YOWERI KAGUTA MUSEVENI, President of Uganda, greeted assembled delegates making note that the President of the General Assembly was his country's Foreign Minister. Reviewing historical facts, he traced current problems affecting Africa back to events from the Middle Ages, when European colonization began. Some positive change was beginning to take effect, however, in particular an increase in the continent's middle class and purchasing power, which was growing at a rate of 3.2 per cent each year. This growth was occurring despite inadequate infrastructure, which still limited the continent's potential.
Indeed, he continued, there were several "bottlenecks" hindering African development. Foremost among them was the "pseudo-ideology of sectarianism of religion or tribe", which was fuelling most of the conflicts in Africa and causing havoc in the Middle East and North Africa. This ideology, which resulted from "uninformed outsiders" linking up with "pseudo-ideologists", was not aligned with the people's real interests. "Only parasites revel in such schemes," he said, adding that ideology should be banished and treated with contempt.

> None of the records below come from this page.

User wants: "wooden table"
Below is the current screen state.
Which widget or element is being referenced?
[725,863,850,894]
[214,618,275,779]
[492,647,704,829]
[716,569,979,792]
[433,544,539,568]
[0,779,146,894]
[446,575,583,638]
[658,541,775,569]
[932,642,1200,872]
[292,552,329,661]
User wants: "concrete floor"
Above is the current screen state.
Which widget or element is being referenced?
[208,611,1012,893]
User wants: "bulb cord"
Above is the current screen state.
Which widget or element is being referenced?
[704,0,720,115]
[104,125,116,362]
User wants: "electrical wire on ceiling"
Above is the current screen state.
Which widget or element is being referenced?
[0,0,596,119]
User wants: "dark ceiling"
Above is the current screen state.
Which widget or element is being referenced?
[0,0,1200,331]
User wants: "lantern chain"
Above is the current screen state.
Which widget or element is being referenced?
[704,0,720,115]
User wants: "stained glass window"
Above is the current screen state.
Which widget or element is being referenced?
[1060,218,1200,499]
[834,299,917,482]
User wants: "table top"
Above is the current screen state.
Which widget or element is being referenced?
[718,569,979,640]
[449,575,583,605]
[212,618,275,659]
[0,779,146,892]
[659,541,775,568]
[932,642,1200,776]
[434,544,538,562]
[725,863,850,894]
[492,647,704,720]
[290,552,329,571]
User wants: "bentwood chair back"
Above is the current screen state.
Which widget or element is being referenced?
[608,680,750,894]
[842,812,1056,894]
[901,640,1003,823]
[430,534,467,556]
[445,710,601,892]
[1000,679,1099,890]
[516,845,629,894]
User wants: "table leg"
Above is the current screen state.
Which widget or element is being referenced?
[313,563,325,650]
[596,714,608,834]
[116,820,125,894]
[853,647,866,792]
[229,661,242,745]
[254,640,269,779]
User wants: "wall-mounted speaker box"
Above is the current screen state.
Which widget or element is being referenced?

Turning to the situation in Uganda, he said it was undergoing a socioeconomic transformation, building numerous infrastructure projects. Those included roads, electricity systems, railways, information and communications technology networks, a universal education system and a pan-Ugandan health system. Additionally, Ugandan markets had been integrated with East African local markets and the Common Market for East and Southern Africa. Uganda welcomed investments, trade access and tourists, and in some cases welcomed security partnerships approved by the African Union and other Member States.